In response to the racially-charged tragedies that have unfolded throughout the United States, Starbucks launched ‘Race Together’ – a campaign designed to spark conversation about race. Nationwide, baristas voluntarily wrote ‘Race Together’ on cups. The hashtag #RaceTogther was introduced through social media outlets.
While the campaign did indeed garner a lot of attention, it wasn’t in the manner Starbucks wanted. The overall public impression of the campaign was that it was a “naked marketing ploy,” reported NPR. Even those who recognized the well-intentioned nature of Starbucks’ attempt, noted that the campaign was poorly executed.
For marketers and business owners the campaign raised quite a few interesting and very important topics. We’d like to explore a few.
Consider the Risk
Prior to any major campaign it’s important to consider the risk. While you may know full well what point you’re trying to get across, that’s not always the message your audience will receive. Ask yourself, what other meanings could this campaign have? Huggies’ “Dad Test” campaign from 2012 was designed to get a quick laugh and display how easy-to-use their diapers really are. The result was a little different as viewers were outraged. The ads depicted fathers as deficient and indifferent caregivers. Huggies quickly pulled the campaign.
Consider the campaign from a distance(s). Esurance failed to do so and their billboard, “cover your home in a click,” took on a phallic spin from a distance.
Beware of the pre-existing meaning. Many hashtags and slogans have already been used. There’s a message and culture attached to them. DiGiorno’s marketing team thought they were making a witty comment when they used the hashtag #whyistayed. Unfortunately, they quickly found out that they were joining a conversation about domestic abuse.
Take Stock of Your Cred
Think of the relationships in your life – your mom, best friend, co-worker and new acquaintance. The closer you are with an individual, the more trust that exists between you. This level of trust determines how far you can push the envelope. The same is true with a brand. The better your customer approval rating, the more cred you have saved up.
Prior to the ‘Race Together’ campaign, Starbucks had a lot of customer approval “in the bank.” Despite the rather large backlash, they still do. This allowed them to take a bigger risk than other companies might.
As you consider an edgy (aka potentially risky) marketing campaign, it’s important to consider how much cred you have. Do you have enough you’re willing to risk some?
Look at Successful Examples
As you think about your marketing campaign, it’s important to take stock of not only those who have failed, but those who have succeeded. For example, Nike’s “Just Do It” slogan is definitely edgy. Before it was launched in 1988, there was a serious amount of debate about whether or not it would be effective. More than two decades later, it’s still one of the most successful slogans being used.
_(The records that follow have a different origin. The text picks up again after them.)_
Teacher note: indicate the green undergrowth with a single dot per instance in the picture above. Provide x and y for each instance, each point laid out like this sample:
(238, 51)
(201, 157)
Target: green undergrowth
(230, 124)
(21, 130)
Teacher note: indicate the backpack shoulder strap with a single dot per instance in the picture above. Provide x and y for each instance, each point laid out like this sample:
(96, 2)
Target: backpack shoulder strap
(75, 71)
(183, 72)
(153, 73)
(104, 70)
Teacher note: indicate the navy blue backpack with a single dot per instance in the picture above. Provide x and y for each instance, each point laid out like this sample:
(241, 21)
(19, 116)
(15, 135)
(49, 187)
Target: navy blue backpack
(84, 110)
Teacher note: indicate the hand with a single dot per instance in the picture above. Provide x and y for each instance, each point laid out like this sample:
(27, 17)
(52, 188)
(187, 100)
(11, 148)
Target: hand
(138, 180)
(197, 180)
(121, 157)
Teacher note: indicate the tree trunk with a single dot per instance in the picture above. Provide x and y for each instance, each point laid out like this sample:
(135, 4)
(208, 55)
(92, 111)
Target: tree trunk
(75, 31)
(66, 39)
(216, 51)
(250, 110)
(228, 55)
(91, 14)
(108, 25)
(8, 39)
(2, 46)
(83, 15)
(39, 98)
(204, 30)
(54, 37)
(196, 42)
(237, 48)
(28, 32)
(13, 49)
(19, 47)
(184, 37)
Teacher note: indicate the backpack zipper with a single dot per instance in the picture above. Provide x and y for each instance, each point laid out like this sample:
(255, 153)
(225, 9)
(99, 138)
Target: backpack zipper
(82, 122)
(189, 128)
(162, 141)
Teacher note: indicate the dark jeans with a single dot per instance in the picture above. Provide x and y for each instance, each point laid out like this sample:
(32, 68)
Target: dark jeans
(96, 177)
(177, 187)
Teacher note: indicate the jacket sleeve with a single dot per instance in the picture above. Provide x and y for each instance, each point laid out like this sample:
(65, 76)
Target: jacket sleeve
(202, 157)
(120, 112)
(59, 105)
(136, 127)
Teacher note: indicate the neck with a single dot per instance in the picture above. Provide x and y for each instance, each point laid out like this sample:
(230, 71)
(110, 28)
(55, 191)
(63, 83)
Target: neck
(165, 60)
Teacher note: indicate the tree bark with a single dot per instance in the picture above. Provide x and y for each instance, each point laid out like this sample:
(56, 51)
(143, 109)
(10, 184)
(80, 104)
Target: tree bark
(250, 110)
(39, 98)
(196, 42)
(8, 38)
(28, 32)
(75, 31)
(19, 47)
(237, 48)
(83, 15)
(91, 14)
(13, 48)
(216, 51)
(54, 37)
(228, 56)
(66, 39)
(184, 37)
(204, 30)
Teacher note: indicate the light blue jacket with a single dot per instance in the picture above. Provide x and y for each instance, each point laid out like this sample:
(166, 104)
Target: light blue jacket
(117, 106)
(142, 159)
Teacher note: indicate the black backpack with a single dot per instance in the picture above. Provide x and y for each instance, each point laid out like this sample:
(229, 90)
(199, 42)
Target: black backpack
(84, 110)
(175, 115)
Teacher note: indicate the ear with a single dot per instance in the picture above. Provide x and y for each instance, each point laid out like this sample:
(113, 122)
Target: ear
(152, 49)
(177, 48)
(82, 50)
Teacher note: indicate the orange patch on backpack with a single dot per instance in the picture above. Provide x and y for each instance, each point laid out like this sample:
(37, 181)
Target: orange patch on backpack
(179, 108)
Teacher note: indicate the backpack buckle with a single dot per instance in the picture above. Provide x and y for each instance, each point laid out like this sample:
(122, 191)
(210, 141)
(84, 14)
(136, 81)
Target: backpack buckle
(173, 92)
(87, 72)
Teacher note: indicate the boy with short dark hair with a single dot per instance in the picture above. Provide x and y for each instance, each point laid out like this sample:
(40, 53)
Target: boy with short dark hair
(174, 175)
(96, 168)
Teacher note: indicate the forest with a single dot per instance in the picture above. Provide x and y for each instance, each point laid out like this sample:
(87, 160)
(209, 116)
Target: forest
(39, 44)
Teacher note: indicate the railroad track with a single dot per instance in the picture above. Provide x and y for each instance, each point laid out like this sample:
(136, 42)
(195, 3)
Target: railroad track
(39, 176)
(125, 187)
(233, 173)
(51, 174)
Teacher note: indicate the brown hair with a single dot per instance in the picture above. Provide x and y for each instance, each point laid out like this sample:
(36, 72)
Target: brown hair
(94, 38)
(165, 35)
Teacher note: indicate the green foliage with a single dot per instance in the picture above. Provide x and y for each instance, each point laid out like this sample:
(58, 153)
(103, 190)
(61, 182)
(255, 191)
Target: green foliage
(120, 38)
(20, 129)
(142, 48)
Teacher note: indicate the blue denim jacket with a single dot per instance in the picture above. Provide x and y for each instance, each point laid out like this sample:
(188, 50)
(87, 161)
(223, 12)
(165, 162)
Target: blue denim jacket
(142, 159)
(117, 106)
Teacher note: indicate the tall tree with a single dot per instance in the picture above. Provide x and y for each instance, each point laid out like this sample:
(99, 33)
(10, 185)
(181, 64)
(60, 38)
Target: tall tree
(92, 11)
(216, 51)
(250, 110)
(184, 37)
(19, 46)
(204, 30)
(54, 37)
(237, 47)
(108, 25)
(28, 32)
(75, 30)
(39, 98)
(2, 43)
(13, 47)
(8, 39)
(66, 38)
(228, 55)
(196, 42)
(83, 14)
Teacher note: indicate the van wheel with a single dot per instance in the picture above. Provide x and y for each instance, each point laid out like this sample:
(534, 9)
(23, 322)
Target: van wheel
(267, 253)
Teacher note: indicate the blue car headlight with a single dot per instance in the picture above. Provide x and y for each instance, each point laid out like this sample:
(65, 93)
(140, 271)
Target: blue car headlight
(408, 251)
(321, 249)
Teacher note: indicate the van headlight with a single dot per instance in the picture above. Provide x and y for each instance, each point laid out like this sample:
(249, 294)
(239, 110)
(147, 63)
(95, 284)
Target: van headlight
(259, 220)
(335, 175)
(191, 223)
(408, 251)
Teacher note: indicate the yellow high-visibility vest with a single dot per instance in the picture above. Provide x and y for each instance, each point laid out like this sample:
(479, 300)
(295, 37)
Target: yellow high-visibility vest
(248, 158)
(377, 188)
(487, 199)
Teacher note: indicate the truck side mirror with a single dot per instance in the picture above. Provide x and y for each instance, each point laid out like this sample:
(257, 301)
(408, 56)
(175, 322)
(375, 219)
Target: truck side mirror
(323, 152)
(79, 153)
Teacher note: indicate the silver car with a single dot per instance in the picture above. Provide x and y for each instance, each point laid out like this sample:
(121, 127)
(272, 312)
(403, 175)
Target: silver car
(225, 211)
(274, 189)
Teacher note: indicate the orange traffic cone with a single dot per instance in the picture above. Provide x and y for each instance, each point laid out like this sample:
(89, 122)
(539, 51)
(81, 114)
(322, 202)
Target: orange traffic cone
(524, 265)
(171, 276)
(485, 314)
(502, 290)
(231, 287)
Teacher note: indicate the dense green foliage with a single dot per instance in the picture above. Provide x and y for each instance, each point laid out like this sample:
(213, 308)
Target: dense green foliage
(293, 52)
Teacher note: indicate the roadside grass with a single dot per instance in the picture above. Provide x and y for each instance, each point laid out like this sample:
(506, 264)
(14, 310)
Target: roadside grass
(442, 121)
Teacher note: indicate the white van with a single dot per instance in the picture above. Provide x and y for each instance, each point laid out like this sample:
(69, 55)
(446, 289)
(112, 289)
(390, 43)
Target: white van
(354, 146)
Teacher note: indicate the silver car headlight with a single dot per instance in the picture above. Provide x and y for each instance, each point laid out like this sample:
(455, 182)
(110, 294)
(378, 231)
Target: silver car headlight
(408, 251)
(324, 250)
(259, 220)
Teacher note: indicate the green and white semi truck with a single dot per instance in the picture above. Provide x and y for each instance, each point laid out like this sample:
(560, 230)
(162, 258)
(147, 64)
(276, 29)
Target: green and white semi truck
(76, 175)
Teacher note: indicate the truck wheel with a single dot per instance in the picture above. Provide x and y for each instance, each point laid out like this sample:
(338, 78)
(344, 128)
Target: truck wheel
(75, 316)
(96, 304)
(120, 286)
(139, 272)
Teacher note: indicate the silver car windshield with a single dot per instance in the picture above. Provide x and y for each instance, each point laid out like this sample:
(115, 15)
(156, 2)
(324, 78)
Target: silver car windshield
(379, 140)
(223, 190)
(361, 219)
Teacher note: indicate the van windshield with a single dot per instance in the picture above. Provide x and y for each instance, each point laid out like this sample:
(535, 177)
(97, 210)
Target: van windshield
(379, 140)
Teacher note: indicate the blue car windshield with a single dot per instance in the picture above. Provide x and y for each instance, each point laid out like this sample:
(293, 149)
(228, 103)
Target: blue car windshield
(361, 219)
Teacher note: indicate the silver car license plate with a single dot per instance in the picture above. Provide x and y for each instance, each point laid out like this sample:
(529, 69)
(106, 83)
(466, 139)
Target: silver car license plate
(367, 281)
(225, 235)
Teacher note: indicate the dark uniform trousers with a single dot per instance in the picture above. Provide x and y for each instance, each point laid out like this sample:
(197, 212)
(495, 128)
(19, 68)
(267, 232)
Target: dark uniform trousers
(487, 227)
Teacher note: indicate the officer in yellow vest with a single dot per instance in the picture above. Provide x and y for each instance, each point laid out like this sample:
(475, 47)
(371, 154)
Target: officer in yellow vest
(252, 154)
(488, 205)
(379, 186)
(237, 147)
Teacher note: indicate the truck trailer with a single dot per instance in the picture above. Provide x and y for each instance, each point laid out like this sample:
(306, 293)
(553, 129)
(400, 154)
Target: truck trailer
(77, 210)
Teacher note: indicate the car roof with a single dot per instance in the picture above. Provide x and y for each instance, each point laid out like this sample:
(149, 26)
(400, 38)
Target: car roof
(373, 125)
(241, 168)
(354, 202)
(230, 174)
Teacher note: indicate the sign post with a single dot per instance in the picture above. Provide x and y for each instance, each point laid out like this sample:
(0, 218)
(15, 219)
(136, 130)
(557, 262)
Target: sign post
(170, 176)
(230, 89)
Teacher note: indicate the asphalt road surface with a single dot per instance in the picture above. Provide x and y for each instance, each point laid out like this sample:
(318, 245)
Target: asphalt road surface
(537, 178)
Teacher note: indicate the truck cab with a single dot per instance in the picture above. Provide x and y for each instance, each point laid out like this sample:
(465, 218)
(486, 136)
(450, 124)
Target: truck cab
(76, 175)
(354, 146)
However, campaigns don’t just take place on billboards, TV ads, and Starbucks cups. Sometimes they happen in more unlikely places. Sometimes they happen when no one expects or even really notices. Consider the recent expansion of Destiny, an online gaming platform. (The expansion is called House of Wolves.)
In many ways, this online gaming platform did more to break down race barriers in the first few days it was released than Starbucks’ ‘Race Together’ campaign has done to date. A team game, it is a platform where often individuals of different ages, ethnic backgrounds and gender connect. Players have to work together and talk. The game provides a common ground that links individuals together - often without questions of team members’ backgrounds.
The Ultimate Lesson – Be Conscious
In the end, the most obvious lesson from Starbucks’ ‘Race Together’ campaign is that you need to be conscious of what you’re trying to achieve and what could potentially go wrong.
Is it bad to take a risk? Absolutely not, especially if your heart is in the right place. You just need to be aware of the risk you’re taking.
Be also conscious that issues and prejudices still exist in many ways from gender to ethnicity - in cities and towns and even industries. Value the people around you and make strides where you have an opportunity. Sometimes simply listening to the people around you goes a long way to understanding where they’ve been and where they want to go. You’ll be surprised at the common ground you'll discover.